We've also had some discussion about NFS here: https://forums.gentoo.org/viewtopic.php?t=12842

----------

## de4d

thanx for ur hints but read this (its actually weird):

mount somehost:share mountpoint

-> RPC timeout

mount somehost.somedomain:share mountpoint

-> WORKS

host somehost

-> somehost.somedomain has adress w.x.y.z (which is correct)

cat /etc/resolv.conf

-> nameserver b.l.a.h

-> seach somedomain

i think this is a bug

but maybe im just dumb

----------

## kirill

 *de4d wrote:*   

> thanx for ur hints but read this (its actually weird):
> 
> mount somehost:share mountpoint
> 
> -> RPC timeout
> ...

 

How does the file /etc/exports on the SOMEHOST look like?

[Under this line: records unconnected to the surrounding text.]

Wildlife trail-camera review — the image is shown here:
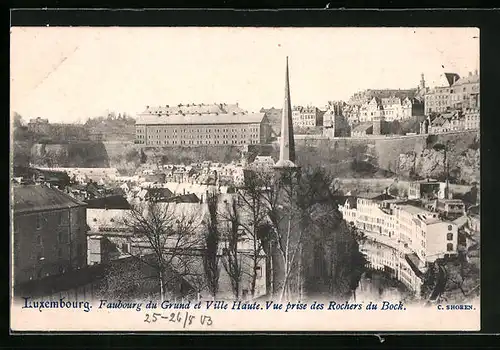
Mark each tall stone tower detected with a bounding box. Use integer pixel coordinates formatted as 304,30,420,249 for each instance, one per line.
272,57,302,300
372,103,385,136
420,73,426,90
274,57,298,169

is it "/share other.ip.address()" or "/share otherhost()" or "/share otherhost.otherdomain()" and does other.ip.address have reverse?

----------

## de4d

in the exports file ive only used plain ip adresses

ive set this up b4 ive done the nameserver stuff

----------

## kirill

 *de4d wrote:*   

> in the exports file ive only used plain ip adresses
> 
> ive set this up b4 ive done the nameserver stuff

 

I  remember when I used ip-address in exports and tried to access it. Guess what I got "permission denied" and guess why? my beloved ISP had setup a reverse (on its dns server) which was totally different from my clients FQDN. Even setting the ip address and the FQDN to match in /etc/hosts didn't help.

----------

## de4d

permission denied is at least a problem which u can trace back in a certain way.

my rpc timeouts let my whole portmapd seem to be srcewed (which obviously is not...)

if i hadnt tried this with ip adresses just by chance, id still sit here looking 4 a way out ...

when i have some time ill try to reproduce this - in anyway its a kinda interesting error to me :)

----------

## bravecobra

Seems I'm experiencing the same problem here.

----------